Wenn ihr aber vom Geist geleitet werdet, so seid ihr nicht unter dem Gesetz.» (Galater 5,16–18)

 

«Die Frucht des Geistes aber ist Liebe, Freude, Friede, Langmut, Freundlichkeit, Güte, Treue, Sanftmut, Selbstbeherrschung. Gegensolche Dinge gibt es kein Gesetz.» (Galater 5,22+23)

 

Zuerst muss unser Herz anders werden, dann müssen wir zu Christus und uns vom Geist bestimmen lassen und dann werden wir immer mehr die Frucht des Geistes leben und damit werden auch unsere Werke anders.

 

Darum funktioniert das lebensspende Gesetz Gottes bei uns nicht: Es drückt nur von Aussen und vermag unsere innersten Motive, unser Herz nicht zu verändern. Aber das Gesetz kann uns zu Christus treiben, der alles gut macht. Dabei dürfen wir wissen, dass es schon ein Wunder in uns war, dass wir zu Christus gehen: Der Heilige Geist schenkte uns eine geistliche Wiedergeburt, indem er oft ein Bibelwort oder eine Predigt nutzt und in uns das Wunder der geistlichen Wiedergeburt schenkt. Dann wollen wir zu Jesus Christus. Dann wollen wir uns zu Gott bekehren.

 

Denn, ‘Jeder, der den Namen des Herrn anruft, wird gerettet werden’.

Wie sollen sie aber den anrufen, an den sie nicht geglaubt haben? Wie sollen sie aber an den glauben, von dem sie nichts gehört haben? Wie sollen sie aber hören ohne einen Verkündiger?

Wie sollen sie aber verkündigen, wenn sie nicht ausgesandt werden?

Wie geschrieben steht: ‘Wie lieblich sind die Füsse derer, die das Evangelium des Friedens verkündigen, die das Evangelium des Guten verkündigen!’»  (Römerbrief 10,13 –15

 

Jesus Christus wurde mit zwei Verbrechern gekreuzigt. Sehen wir den einen, wie er Jesus Christus am Kreuz verhöhnt? Der andere Verbrecher aber steht zu seiner Schuld und wendet sich damit an Jesus Christus.
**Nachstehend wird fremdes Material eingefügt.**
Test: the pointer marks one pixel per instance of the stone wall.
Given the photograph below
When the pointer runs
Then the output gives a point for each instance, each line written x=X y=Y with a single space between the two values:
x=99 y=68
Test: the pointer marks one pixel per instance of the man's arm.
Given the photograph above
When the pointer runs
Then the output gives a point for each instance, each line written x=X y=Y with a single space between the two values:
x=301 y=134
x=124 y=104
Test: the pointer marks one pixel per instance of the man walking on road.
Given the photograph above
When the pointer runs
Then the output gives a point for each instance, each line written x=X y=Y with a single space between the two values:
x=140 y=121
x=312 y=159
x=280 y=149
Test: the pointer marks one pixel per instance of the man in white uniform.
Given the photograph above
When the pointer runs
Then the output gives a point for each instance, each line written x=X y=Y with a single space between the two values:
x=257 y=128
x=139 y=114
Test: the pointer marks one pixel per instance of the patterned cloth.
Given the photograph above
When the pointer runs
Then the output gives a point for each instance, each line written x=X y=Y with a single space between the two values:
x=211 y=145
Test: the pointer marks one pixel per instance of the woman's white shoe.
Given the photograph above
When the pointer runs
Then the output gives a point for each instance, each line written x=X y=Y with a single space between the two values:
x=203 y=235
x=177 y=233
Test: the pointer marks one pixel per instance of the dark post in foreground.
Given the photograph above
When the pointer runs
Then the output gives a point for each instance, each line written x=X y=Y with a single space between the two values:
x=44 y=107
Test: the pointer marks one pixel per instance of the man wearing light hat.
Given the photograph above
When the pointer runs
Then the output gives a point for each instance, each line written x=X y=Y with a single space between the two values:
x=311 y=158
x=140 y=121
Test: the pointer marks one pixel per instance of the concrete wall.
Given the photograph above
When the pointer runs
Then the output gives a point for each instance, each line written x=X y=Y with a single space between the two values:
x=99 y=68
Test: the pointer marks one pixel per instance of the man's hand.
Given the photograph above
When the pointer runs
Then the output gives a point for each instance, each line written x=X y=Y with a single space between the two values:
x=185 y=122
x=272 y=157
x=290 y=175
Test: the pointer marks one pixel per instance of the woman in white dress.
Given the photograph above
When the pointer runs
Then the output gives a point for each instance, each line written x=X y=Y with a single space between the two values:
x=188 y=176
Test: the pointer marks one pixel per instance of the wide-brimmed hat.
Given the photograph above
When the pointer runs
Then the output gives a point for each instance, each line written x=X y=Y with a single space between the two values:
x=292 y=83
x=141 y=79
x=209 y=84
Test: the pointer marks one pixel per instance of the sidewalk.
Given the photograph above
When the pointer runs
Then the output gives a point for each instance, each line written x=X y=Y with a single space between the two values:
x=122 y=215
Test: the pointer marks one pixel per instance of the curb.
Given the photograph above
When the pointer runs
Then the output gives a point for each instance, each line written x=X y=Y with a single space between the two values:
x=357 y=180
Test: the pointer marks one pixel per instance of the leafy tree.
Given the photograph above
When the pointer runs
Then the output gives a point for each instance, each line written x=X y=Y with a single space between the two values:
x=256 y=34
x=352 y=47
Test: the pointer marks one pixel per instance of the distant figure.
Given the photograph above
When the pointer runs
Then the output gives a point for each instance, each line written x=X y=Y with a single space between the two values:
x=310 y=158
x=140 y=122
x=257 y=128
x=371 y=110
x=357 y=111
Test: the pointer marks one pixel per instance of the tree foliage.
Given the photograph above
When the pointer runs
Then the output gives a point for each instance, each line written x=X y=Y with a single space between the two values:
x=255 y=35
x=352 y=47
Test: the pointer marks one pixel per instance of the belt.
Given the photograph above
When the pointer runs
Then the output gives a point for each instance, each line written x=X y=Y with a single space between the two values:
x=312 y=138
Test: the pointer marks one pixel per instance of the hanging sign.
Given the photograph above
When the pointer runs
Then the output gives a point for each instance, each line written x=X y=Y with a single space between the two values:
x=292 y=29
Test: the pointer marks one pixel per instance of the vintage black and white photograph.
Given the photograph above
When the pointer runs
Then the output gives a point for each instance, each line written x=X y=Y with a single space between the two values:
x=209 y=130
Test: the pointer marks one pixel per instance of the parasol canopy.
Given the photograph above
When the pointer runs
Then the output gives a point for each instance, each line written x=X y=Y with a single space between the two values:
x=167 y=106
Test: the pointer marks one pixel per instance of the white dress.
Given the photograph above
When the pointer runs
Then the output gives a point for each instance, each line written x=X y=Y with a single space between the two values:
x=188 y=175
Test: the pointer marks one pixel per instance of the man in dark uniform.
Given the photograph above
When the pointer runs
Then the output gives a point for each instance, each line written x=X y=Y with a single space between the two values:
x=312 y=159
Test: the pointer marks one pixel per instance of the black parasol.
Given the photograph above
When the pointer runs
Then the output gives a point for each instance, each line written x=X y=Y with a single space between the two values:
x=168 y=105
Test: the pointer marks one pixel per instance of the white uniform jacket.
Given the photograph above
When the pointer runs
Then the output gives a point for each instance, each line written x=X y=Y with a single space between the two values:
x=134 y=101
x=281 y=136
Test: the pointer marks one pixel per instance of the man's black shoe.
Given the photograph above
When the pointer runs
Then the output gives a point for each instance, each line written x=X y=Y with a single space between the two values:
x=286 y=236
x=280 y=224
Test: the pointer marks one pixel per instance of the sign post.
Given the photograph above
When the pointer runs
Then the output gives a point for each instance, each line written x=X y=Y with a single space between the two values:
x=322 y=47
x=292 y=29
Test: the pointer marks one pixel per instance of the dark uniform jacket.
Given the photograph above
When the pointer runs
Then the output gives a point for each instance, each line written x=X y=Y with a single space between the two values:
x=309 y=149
Vermutlich keucht er mühsam die Worte hervor in seinem Todesringen am Kreuz:

 

«Der andere aber antwortete, tadelte ihn und sprach:

‘Fürchtest auch du Gott nicht, da du doch in dem gleichen Gericht bist?
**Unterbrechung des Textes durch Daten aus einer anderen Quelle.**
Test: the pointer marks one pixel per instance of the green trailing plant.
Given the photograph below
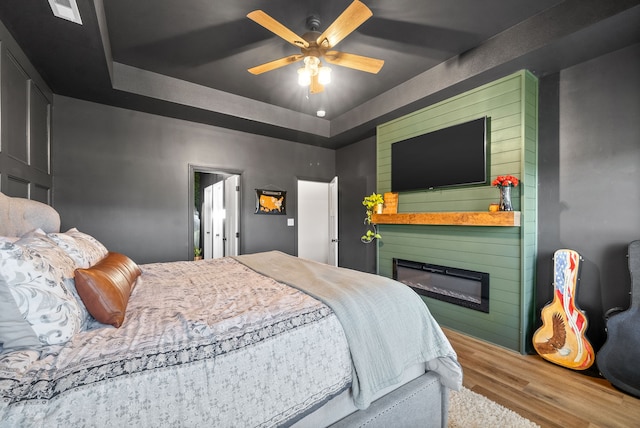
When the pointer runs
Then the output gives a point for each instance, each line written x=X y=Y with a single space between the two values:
x=371 y=202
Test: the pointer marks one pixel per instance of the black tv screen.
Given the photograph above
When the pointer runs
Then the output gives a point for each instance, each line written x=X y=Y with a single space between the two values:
x=452 y=156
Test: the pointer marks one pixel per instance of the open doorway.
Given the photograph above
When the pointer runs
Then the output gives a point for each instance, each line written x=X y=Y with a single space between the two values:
x=214 y=212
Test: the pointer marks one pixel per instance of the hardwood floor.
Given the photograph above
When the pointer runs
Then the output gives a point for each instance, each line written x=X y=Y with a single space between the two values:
x=547 y=394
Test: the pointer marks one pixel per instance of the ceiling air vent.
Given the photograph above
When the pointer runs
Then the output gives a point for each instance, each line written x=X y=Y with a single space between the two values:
x=66 y=9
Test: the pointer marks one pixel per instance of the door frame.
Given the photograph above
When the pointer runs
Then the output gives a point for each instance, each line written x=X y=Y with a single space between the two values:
x=207 y=169
x=331 y=208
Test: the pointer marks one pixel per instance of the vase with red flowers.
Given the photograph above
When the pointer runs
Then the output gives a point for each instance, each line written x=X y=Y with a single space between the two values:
x=504 y=183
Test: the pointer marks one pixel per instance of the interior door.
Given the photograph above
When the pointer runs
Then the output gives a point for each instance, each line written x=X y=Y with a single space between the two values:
x=333 y=222
x=318 y=221
x=218 y=220
x=207 y=221
x=232 y=209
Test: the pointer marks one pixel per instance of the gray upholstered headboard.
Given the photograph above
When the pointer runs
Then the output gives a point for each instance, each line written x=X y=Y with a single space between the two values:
x=18 y=216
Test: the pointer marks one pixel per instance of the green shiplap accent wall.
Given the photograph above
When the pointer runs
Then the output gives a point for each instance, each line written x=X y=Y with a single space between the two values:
x=506 y=253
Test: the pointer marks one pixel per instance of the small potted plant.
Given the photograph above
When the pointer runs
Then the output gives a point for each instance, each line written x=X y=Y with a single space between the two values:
x=504 y=183
x=373 y=202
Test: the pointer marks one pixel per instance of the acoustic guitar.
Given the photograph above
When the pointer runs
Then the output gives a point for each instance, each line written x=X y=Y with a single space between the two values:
x=619 y=357
x=561 y=338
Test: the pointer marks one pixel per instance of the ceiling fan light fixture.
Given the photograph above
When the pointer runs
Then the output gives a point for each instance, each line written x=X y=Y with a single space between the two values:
x=324 y=75
x=304 y=77
x=311 y=63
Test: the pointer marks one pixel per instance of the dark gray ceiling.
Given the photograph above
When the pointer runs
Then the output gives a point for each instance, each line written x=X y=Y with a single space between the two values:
x=189 y=58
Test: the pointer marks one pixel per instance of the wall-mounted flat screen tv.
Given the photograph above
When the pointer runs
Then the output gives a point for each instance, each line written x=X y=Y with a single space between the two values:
x=453 y=156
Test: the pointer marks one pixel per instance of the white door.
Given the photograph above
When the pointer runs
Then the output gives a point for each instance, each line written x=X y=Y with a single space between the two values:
x=207 y=222
x=232 y=208
x=316 y=223
x=218 y=219
x=333 y=222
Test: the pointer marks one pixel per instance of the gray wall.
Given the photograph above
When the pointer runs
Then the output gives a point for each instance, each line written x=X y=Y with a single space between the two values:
x=589 y=172
x=123 y=176
x=356 y=169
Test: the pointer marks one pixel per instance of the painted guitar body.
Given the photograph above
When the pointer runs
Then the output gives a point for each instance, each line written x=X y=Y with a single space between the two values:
x=561 y=338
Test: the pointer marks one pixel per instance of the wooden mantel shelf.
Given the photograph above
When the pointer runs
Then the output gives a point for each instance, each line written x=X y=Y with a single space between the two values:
x=462 y=218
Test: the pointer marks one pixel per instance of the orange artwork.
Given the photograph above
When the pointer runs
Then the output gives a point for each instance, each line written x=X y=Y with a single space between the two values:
x=270 y=201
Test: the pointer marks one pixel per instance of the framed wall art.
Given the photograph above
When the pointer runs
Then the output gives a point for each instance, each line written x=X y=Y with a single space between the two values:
x=273 y=202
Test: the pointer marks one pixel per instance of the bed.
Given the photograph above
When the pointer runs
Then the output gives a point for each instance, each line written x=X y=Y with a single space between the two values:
x=89 y=338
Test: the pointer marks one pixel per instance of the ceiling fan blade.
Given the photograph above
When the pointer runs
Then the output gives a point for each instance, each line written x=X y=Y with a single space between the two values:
x=277 y=28
x=357 y=62
x=315 y=87
x=272 y=65
x=352 y=17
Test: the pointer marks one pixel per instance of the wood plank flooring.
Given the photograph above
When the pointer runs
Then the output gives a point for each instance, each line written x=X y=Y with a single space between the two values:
x=547 y=394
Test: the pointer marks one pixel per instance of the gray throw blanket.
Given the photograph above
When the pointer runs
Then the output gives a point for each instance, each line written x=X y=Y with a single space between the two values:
x=387 y=325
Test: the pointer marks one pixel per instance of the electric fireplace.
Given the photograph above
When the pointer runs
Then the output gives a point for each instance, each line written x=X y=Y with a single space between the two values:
x=462 y=287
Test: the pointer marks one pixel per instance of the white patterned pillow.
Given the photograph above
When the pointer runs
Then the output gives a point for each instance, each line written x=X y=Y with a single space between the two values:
x=39 y=277
x=84 y=249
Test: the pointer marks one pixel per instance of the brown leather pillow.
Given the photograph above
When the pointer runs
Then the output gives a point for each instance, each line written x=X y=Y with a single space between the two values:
x=105 y=287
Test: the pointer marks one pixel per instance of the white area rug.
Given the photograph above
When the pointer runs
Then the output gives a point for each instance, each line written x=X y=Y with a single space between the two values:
x=470 y=410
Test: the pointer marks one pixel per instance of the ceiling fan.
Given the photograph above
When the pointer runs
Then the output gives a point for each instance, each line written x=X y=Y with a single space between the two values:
x=315 y=46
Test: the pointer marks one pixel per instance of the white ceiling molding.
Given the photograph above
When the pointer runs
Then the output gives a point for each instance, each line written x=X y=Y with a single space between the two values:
x=66 y=9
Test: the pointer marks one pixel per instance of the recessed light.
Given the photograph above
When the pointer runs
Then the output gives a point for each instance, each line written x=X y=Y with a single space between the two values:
x=66 y=9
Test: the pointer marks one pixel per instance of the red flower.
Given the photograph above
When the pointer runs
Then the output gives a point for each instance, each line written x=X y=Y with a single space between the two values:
x=505 y=180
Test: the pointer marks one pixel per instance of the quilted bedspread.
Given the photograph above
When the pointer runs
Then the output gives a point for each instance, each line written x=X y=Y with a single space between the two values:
x=208 y=343
x=387 y=325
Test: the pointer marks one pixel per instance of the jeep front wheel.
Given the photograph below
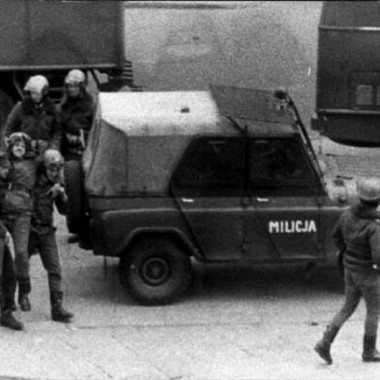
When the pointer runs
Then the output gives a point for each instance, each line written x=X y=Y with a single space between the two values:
x=155 y=272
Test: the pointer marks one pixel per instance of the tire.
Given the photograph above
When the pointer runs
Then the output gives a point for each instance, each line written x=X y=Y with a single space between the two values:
x=6 y=105
x=155 y=272
x=74 y=184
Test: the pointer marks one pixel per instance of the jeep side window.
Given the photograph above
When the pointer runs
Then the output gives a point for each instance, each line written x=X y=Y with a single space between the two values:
x=214 y=162
x=276 y=161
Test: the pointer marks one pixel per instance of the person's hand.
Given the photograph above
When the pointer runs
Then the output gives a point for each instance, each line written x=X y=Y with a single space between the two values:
x=72 y=139
x=56 y=190
x=10 y=244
Und wir gerechterweise, denn wir empfangen, was unsere Taten wert sind;

Dieser aber hat nichts Unrechtes getan!

Und er sprach zu Jesus:

Herr, gedenke meiner, wenn du in deiner Königsherrschaft kommst!

Und Jesus sprach zu ihm: Wahrlich, ich sage dir: Heute wirst du mit mir im Paradies sein!’»



[1] „denn es wird darin geoffenbart die Gerechtigkeit Gottes aus Glauben zum Glauben, wie geschrieben steht: ‚Der Gerechte wird aus Glauben leben‘.“ Römer 1,17: „Als Luther diesen Vers las, bewirkte er bei ihm das entscheidende Verständnis der Rechtfertigung.“ Genfer Studienbibel Seite 1830.